Dressed emitters as impurities

TL;DR

This paper introduces a unified, impurity-based theoretical framework for analyzing dressed states of quantum emitters coupled to photonic baths, enabling model-independent insights and extension to multiple emitters with effective Hamiltonians.

Contribution

It develops a resolvent-based, impurity analogy approach for dressed states, generalizes to multiple emitters, and formalizes properties previously limited to specific models.

Findings

Explicit connection between dressed states and impurity problems.

Model-independent formulation of dressed state properties.
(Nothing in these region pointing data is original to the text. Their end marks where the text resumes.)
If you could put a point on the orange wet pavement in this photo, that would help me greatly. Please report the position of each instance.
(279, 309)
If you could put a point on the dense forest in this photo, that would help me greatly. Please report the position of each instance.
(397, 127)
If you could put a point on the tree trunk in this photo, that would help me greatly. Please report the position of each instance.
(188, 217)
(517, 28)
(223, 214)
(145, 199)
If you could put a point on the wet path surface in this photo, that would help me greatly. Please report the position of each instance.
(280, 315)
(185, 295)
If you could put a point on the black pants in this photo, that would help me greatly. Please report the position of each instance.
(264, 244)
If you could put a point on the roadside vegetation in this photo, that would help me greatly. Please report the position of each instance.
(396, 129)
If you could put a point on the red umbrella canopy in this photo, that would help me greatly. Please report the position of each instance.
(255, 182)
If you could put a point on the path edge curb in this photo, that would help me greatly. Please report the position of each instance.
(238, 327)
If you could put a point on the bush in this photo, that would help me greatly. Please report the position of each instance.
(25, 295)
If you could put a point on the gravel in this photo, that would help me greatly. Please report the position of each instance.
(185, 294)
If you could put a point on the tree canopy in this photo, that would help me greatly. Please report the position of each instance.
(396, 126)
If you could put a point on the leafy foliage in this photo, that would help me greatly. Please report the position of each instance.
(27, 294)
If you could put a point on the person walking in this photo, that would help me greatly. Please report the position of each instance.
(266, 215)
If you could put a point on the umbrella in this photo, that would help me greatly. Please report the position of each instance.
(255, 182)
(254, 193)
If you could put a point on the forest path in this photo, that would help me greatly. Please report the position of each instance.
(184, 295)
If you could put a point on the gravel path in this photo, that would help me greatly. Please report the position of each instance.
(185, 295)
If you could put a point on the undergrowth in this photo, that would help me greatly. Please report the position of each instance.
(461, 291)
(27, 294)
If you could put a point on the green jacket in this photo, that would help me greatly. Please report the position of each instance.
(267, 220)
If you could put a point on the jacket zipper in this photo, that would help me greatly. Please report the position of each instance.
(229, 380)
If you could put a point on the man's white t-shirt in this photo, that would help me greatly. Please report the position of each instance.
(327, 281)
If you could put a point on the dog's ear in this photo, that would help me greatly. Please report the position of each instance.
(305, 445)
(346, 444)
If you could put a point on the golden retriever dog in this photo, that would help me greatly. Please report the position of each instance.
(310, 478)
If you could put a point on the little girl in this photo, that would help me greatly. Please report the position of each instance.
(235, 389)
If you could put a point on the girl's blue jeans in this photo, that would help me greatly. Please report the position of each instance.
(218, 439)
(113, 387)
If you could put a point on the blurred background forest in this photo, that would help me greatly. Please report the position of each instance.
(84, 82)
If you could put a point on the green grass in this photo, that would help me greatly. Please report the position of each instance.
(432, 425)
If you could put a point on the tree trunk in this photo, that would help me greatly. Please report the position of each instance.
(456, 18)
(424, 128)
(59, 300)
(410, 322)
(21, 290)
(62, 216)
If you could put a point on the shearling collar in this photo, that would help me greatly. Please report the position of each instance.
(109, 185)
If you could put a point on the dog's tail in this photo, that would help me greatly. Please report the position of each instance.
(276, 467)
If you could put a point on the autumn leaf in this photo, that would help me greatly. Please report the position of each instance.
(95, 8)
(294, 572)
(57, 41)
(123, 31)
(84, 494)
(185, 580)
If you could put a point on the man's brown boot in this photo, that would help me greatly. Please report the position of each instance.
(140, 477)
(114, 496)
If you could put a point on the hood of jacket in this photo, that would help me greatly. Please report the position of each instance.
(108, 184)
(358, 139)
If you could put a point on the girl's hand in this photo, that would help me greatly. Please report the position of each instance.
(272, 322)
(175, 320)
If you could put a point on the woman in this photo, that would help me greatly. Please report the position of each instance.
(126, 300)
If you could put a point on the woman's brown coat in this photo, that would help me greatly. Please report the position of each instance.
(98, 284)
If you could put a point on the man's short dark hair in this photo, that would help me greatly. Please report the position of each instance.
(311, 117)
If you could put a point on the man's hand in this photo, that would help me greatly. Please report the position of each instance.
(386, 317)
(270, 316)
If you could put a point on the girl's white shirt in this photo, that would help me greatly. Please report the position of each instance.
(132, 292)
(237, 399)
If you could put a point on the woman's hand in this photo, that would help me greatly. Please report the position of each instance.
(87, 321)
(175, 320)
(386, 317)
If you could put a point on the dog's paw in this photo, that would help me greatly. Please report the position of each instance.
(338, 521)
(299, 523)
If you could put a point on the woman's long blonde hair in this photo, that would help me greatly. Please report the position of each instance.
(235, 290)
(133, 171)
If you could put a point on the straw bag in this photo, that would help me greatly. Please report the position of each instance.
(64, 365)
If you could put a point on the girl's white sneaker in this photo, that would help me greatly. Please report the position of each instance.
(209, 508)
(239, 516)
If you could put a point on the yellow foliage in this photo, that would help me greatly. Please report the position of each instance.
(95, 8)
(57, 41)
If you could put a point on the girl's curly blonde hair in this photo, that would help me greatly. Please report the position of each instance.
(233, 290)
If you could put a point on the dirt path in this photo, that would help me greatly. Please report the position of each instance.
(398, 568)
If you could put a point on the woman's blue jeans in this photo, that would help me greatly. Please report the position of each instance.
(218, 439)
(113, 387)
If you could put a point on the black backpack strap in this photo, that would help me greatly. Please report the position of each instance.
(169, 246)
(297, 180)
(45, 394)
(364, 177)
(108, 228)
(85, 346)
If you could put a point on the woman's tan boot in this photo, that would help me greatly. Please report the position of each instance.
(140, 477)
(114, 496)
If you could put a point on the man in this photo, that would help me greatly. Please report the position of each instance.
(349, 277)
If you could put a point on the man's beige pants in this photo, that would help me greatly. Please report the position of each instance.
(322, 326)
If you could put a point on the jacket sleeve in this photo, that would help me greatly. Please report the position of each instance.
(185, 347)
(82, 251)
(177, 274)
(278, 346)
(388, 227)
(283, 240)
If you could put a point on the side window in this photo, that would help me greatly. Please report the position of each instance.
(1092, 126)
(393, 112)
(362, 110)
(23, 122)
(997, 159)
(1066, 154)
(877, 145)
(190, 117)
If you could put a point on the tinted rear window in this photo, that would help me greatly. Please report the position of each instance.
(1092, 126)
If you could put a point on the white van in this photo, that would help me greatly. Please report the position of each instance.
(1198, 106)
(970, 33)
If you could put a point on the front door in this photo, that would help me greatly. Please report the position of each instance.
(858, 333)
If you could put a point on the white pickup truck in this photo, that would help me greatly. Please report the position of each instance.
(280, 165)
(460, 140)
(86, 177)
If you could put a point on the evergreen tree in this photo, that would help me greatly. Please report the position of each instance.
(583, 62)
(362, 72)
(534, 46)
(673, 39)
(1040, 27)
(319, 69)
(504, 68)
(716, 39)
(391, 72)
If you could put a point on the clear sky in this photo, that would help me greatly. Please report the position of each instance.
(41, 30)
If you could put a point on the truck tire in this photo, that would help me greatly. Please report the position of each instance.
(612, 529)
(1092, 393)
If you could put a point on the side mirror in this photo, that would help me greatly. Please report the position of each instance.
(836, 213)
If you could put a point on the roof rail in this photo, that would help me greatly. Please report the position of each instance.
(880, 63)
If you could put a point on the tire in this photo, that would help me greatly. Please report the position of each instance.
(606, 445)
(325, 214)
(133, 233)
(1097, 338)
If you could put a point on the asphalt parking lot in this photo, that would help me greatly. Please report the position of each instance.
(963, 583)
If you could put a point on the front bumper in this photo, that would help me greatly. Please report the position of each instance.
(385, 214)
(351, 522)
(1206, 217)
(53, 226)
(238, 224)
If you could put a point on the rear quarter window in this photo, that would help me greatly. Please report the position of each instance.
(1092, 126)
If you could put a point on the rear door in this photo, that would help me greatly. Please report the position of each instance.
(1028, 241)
Derivation of dissipationless effective Hamiltonians for multiple emitters.

Abstract

Dressed states forming when quantum emitters or atoms couple to a photonic bath underpin a number of phenomena and applications, in particular dispersive effective interactions occurring within photonic bandgaps. Here, we present a compact formulation of the resolvent-based theory for calculating atom-photon dressed states built on the idea that the atom behaves as an effective impurity. This establishes an explicit connection with the standard impurity problem in condensed matter. Moreover, it allows us to formulate and settle in a model-independent context a number of properties previously known only for specific models or not entirely formalized. The framework is next extended to the case of more than one emitter, which is used to derive a general expression of dissipationless effective Hamiltonians explicitly featuring the overlap of single-emitter dressed bound states.